Currently we use splunk cloud. I've added the following into the advanced section of the "Edit Source Type" to mask some fields coming in from auth0:
s/\"user_name\"\:\"[^\"]+\"/\"user_name\":\"###############\"/g
However, while this masks the data in the _raw json, it doesn't appear to mask the data in the data.user_name event dropdown. See below:
data.user_name john doe
##########
My question is, is a heavy forwarder setup necessary to mask this data in the events as well?
Thank you.
Masking in the HF is often easier because you (usually) have direct access to the file system making it easier to make changes. However, it is possible to mask data at index-time from the Splunk Cloud UI.
You'll do that by creating a transform that masks the data and then referencing that transform from the appropriate sourcetype. This is exactly how we do it in on-prem systems. In the Splunk Cloud world, those props and transforms are put into a custom app and uploaded.

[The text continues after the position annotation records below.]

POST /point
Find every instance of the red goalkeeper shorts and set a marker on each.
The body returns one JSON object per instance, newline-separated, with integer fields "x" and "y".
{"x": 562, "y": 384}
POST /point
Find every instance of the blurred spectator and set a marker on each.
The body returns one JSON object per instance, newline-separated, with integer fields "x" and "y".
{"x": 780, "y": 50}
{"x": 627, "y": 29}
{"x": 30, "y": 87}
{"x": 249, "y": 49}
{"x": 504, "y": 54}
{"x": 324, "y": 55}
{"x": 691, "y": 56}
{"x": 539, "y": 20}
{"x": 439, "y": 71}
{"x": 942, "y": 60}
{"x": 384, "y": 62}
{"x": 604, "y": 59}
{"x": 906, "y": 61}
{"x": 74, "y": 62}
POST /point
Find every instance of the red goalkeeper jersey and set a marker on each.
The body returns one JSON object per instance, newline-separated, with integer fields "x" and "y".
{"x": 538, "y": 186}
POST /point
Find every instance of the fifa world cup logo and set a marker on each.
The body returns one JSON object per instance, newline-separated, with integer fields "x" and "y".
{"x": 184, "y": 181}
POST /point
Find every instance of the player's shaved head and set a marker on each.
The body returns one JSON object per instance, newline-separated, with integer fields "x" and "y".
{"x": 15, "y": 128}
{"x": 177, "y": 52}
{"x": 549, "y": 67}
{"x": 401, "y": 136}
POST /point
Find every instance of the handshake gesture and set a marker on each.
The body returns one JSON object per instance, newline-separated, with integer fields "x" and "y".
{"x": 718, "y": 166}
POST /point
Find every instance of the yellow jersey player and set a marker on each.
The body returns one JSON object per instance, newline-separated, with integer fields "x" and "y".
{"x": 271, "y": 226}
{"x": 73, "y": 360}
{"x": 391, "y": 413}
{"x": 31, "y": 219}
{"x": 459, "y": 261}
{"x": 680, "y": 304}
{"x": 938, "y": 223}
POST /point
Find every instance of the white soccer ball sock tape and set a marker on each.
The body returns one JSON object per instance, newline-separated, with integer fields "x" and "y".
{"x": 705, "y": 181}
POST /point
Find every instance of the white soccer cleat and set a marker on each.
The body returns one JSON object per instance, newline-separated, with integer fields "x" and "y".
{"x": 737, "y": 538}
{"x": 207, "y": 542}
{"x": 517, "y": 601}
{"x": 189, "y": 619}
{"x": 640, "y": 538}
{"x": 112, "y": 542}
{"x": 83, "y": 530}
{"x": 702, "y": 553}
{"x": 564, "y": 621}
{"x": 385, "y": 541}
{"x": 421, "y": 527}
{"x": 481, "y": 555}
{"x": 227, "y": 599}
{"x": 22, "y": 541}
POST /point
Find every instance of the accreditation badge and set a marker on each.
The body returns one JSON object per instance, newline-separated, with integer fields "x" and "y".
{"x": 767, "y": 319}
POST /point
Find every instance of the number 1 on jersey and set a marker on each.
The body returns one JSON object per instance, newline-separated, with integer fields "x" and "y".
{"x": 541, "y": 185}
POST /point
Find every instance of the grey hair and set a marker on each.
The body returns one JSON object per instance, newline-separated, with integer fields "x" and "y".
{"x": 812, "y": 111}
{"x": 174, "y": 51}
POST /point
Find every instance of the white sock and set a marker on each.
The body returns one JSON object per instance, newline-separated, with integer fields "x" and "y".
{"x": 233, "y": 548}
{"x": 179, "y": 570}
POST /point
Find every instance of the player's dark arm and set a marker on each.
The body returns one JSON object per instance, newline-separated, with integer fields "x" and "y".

If you don't want to bother with an app, you can use the GUI. Go to Settings->Fields->Field Transformations to define the masking transform. Then go to the advanced section of the "Edit Source Type" and add a TRANSFORMS setting to invoke that transform. Splunk Cloud will magically apply the settings to the indexers and search heads.
Thank you for this. I've added:
s/\"user_name\"\:\"[^\"]+\"/\"user_name\":\"###############\"/g
into the "edit source type" advanced section and it doesn't appear to mask the values as expected. Is there something wrong with my regex here? I tested it in the search&reporting section and it works there but at index time it doesn't appear t work.
Also, would it be an better option to place this in the Settings->Fields->Field Transformations section?
The Advanced section of Edit Source Type calls for two fields, but you provided only one. The value in your reply should go in the right box - what did you put in the left box? It should have been something like SEDCMD-foo. Also, settings put in this page of the UI apply at search time rather than index time.
To change data at index-time, the setting must be in a transform and that transform must be mentioned in a TRANSFORMS-foo setting in Edit Source Type.
Thank you. On the left hand side, i have SEDCMD-maskusername. Based on what i have read, this should mask things at index time. Which it has. However, is my regex off? At times when it masks the data, it pulls in the \"user_name\":"\xxxxxx\" and i'm not quite sure why it's doing that.
It's impossible to evaluate a regex without sample data. If you don't want to share sample data here then use a site like regex101.com to test your regex against some of your data.
FWIW, the backslashes in the regex are unnecessary.
@ballen1 - I'm presuming that this is JSON data type.
This could be because you are using INDEXED_EXTRACTION. If you use search-time extraction with KV_MODE=json then you will see masked value only.
(There are many unknowns here, so I'm giving an idea based on what I think most possible scenario based on my assumptions here.)
I hope this helps!!!